The mean duration of HGT was 25 days (IQR 13–29 days), and the mean traction was 29% ± 13.0% of body weight (IQR 19%–40% of body weight). The mean kyphosis improved from 91° ± 20.7° (range 64°–122°) to 56° ± 17.6° (range 32°–96°) during traction and corresponded to a mean percentage kyphosis correction of 38% ± 13.8% (range 21%–57%). Twenty-five patients (89%) underwent surgical stabilization, and 3 patients (11%) had rotatory subluxation that was adequately reduced by traction and were treated with a halo vest as their definitive treatment. The mean hospital stay was 35 days (IQR 17–43 days).

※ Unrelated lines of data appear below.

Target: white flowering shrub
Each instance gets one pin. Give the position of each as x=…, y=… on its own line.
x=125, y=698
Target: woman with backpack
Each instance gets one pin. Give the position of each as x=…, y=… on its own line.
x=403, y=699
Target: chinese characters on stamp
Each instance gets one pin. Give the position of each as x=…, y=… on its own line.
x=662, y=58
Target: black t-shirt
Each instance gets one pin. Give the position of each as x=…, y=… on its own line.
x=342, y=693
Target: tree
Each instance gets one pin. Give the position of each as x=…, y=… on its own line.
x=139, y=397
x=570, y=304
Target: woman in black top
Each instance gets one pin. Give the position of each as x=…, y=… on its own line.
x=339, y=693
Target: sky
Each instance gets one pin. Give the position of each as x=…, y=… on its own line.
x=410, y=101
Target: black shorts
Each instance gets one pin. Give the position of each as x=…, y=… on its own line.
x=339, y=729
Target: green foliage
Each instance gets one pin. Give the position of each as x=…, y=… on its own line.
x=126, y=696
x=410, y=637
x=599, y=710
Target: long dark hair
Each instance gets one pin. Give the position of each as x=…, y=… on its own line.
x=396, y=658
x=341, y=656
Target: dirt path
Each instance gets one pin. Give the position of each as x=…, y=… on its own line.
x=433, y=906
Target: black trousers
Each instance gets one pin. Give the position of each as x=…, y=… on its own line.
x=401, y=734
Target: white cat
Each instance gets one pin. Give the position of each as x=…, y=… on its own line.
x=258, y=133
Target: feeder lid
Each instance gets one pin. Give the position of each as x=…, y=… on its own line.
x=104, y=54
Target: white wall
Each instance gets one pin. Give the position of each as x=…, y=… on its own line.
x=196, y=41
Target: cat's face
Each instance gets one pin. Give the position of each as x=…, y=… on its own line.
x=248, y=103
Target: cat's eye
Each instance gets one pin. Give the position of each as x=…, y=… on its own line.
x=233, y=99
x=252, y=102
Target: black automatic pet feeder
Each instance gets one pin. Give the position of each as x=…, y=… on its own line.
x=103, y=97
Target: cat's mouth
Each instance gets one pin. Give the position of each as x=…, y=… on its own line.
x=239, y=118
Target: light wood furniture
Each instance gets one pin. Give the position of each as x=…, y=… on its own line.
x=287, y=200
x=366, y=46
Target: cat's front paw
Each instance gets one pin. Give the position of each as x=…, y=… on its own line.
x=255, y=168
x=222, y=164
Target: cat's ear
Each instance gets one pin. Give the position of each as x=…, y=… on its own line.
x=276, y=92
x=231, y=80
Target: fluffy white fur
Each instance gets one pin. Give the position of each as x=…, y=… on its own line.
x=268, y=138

Nine complications (32%) occurred: 8 grade I complications (28%), including 4 cases of superficial pin-site infection (14%) and 4 cases of transient paresthesia (14%). One grade II complication (4%) was seen in a child with Down syndrome and a preexisting neurological deficit; this patient developed flaccid paralysis that rapidly resolved with weight removal. Six cases (21%) of temporary neck discomfort occurred as a sequela of a preexisting condition and resolved without treatment within 24–48 hours.

CONCLUSIONS

HGT in children is safe and effective for the gradual correction of cervical kyphosis, atlantoaxial subluxation, basilar invagination, and os odontoideum. Cervical traction is an additional tool for the pediatric spine surgeon if uncertainties exist that the spinal alignment required for internal fixation and deformity correction can be safely achieved surgically. Common complications included grade I complications such as superficial pin-site infections and transient paresthesias. Halo vest gravity traction may be warranted in patients with baseline neurological deficits and severe occipitocervical instability to reduce the chance of catastrophic movement.